On assiste donc progressivement à une évolution des mentalités, avec des "vieux de la vieille" qui ne juraient que par une formation des jeunes sur le terrain, en mer, et qui en viennent désormais à admettre qu'avant, on peut un peu les "déniaiser" grâce au jumeau numérique… 

 

DES GAINS MULTIPLES DANS LA CHIMIE


Claude Schlagenwarth, Responsable Informatique Industrielle de Butachimie, travaille à Chalampé (68) dans le plus grand site mondial de production d'adiponitrile (composé chimique). Son groupe a travaillé sur trois axes de modernisation de ses unités par le jumeau numérique

 

 La construction :  avec la simulation à 95% des modèles de process, ce qui permet de mettre en œuvre très rapidement la partie informatique de très gros projets.

La formation :  avec des simulateurs comparables à ceux proposés aux pilotes d'avions, grâce auxquels les opérateurs peuvent se former à différents scénarios, dont certains rares mais face auxquels il faut savoir réagir. Il est même possible, grâce au jumeau numérique et aux données recueillies à l'époque, de simuler un incident vieux de plusieurs années pour le comprendre.

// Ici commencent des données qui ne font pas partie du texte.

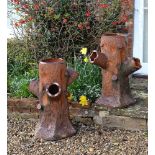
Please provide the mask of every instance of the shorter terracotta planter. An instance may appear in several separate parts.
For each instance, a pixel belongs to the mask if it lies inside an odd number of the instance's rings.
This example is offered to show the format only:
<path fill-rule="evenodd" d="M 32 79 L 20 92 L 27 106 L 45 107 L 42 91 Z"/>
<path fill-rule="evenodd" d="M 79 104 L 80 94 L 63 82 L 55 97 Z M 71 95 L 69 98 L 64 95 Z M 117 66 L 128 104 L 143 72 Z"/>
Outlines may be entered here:
<path fill-rule="evenodd" d="M 101 53 L 93 51 L 90 62 L 102 68 L 102 95 L 97 104 L 109 108 L 135 103 L 129 86 L 129 75 L 141 68 L 140 60 L 130 56 L 127 38 L 122 34 L 104 34 Z"/>

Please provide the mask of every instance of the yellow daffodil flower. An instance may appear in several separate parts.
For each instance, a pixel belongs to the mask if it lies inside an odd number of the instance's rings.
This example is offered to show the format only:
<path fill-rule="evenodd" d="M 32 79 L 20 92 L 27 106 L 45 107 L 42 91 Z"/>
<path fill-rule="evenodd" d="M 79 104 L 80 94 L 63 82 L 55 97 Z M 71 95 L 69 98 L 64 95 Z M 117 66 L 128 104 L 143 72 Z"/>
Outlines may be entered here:
<path fill-rule="evenodd" d="M 83 55 L 86 55 L 87 54 L 87 48 L 82 48 L 80 53 Z"/>
<path fill-rule="evenodd" d="M 86 96 L 80 96 L 80 102 L 79 104 L 81 104 L 82 106 L 88 105 L 88 100 Z"/>
<path fill-rule="evenodd" d="M 68 101 L 72 101 L 72 99 L 73 99 L 73 95 L 69 93 L 69 95 L 68 95 L 68 97 L 67 97 L 67 100 L 68 100 Z"/>
<path fill-rule="evenodd" d="M 85 57 L 85 58 L 83 59 L 83 61 L 84 61 L 84 62 L 88 62 L 89 60 L 88 60 L 87 57 Z"/>

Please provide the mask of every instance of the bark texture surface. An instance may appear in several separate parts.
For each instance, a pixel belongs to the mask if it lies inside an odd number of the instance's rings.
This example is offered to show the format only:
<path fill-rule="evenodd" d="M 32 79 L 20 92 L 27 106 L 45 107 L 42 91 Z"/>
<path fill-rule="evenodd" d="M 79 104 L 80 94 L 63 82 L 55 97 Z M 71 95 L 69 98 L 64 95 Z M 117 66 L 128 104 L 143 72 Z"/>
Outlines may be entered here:
<path fill-rule="evenodd" d="M 97 104 L 116 108 L 135 103 L 131 96 L 129 75 L 140 69 L 141 65 L 138 58 L 130 57 L 127 39 L 121 34 L 104 34 L 101 37 L 101 53 L 107 58 L 102 63 L 107 61 L 107 65 L 102 67 L 102 95 Z M 99 55 L 96 59 L 100 59 Z M 92 63 L 96 64 L 95 61 Z"/>
<path fill-rule="evenodd" d="M 47 59 L 39 63 L 39 80 L 30 83 L 31 92 L 39 97 L 37 138 L 58 140 L 76 133 L 69 120 L 67 85 L 77 76 L 75 71 L 67 70 L 63 59 Z"/>

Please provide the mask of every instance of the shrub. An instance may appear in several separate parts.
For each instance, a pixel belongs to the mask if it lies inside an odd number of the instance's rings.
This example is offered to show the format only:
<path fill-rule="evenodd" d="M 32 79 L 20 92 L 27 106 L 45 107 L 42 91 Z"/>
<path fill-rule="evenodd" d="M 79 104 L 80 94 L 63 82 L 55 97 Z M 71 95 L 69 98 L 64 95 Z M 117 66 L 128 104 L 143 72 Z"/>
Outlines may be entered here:
<path fill-rule="evenodd" d="M 120 0 L 11 0 L 20 17 L 14 27 L 26 38 L 32 59 L 71 58 L 81 47 L 98 46 L 104 32 L 113 32 L 120 14 Z M 23 32 L 23 33 L 21 33 Z"/>
<path fill-rule="evenodd" d="M 81 59 L 75 59 L 74 64 L 68 64 L 68 66 L 79 73 L 79 77 L 68 87 L 74 101 L 78 101 L 79 97 L 84 95 L 90 102 L 94 102 L 101 93 L 100 69 L 89 62 L 82 62 Z"/>

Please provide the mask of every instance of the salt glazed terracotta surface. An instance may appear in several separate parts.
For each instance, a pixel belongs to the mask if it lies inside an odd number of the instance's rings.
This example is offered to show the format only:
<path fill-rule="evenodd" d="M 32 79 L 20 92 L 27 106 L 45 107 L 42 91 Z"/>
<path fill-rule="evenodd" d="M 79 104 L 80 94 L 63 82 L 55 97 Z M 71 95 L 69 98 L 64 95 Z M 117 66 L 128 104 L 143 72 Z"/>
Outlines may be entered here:
<path fill-rule="evenodd" d="M 109 108 L 127 107 L 135 103 L 129 86 L 129 75 L 141 68 L 132 58 L 128 37 L 122 34 L 102 35 L 101 51 L 93 51 L 90 62 L 102 68 L 102 95 L 96 103 Z"/>
<path fill-rule="evenodd" d="M 67 69 L 63 59 L 46 59 L 39 63 L 39 80 L 30 83 L 30 91 L 39 97 L 40 121 L 35 136 L 44 140 L 58 140 L 76 133 L 69 120 L 67 86 L 78 73 Z"/>

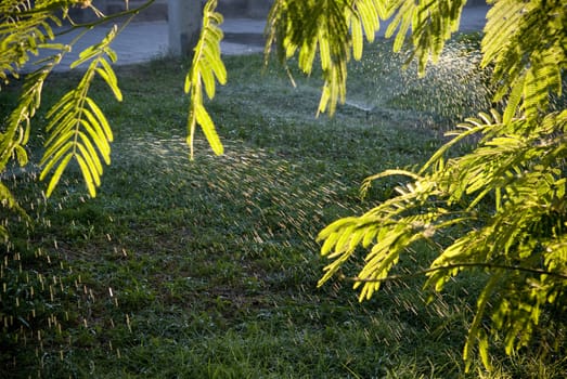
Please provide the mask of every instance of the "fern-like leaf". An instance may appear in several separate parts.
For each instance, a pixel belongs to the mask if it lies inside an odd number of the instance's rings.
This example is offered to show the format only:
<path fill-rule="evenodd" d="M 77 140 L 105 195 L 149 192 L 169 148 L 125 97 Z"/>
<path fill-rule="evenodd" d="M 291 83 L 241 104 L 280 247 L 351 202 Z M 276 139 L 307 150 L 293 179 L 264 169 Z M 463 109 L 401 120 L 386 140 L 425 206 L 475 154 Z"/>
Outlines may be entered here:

 L'optimisation :  il faut savoir, dans une grosse unité, où se trouvent les centaines de sous-produits injectés dans le système pour comprendre ce qui se passe dans les tuyaux et les réacteurs. En chimie, chaque pourcentage optimisé entraîne en effet des gains incroyables. La modélisation du process via le jumeau numérique permet d'aller chercher ces gains au plus près possible. 


L'HOMME AU CENTRE DU JUMEAU NUMÉRIQUE


Parmi les problèmes qui se posent en matière de jumeau numérique, l'un des plus importants, soulève Ludwig Gross (TechnipFMC), est celui de la propriété et donc de la responsabilité des données engagées. Tant qu'on collaborait assez peu, chacun était propriétaire de sa donnée. Mais à partir du moment où on les met en commun, la question se pose de savoir qui en devient le responsable, notamment en cas d'erreur finale ou lors de mise à jour.

Il y a une réflexion très intéressante à mener sur ce sujet. Il faudra en particulier que les numériciens ou les simulateurs aient l'humilité de rester proches du terrain et du porteur de la donnée pour s'assurer de sa validité et donc du bon fonctionnement du système.

Un avis partagé par les autres intervenants qui s'accordent à reconnaître que rien ne remplacera jamais l'homme qui a la vision immédiate du process. Tous ces outils sont là pour l'aider car il ne saura jamais analyser une situation complexe en quelques secondes, précise Claude Schlagenwarth (Butachimie). Mais à l'arrivée, ce sera toujours lui qui prendra la décision !

L'industrie du futur replace l'homme au cœur du processus, rebondit Eric Martin (ENSIBS), et le jumeau numérique plus spécifiquement à trois niveaux sur lesquels travaillent les chercheurs :

 1.  La conceptualisation : il permet de conceptualiser une situation que l'homme ne serait pas capable d'aborder s'il ne lui offrait pas cette possibilité.

 2.  La comparaison : il offre de comparer ce qui lui est présenté avec d'autres références pour aider à la prise de décision.

 3.  La coopération : celle qui s'opère entre la machine et l'homme constitue une véritable opportunité pour valoriser ce dernier au sein de l'entreprise.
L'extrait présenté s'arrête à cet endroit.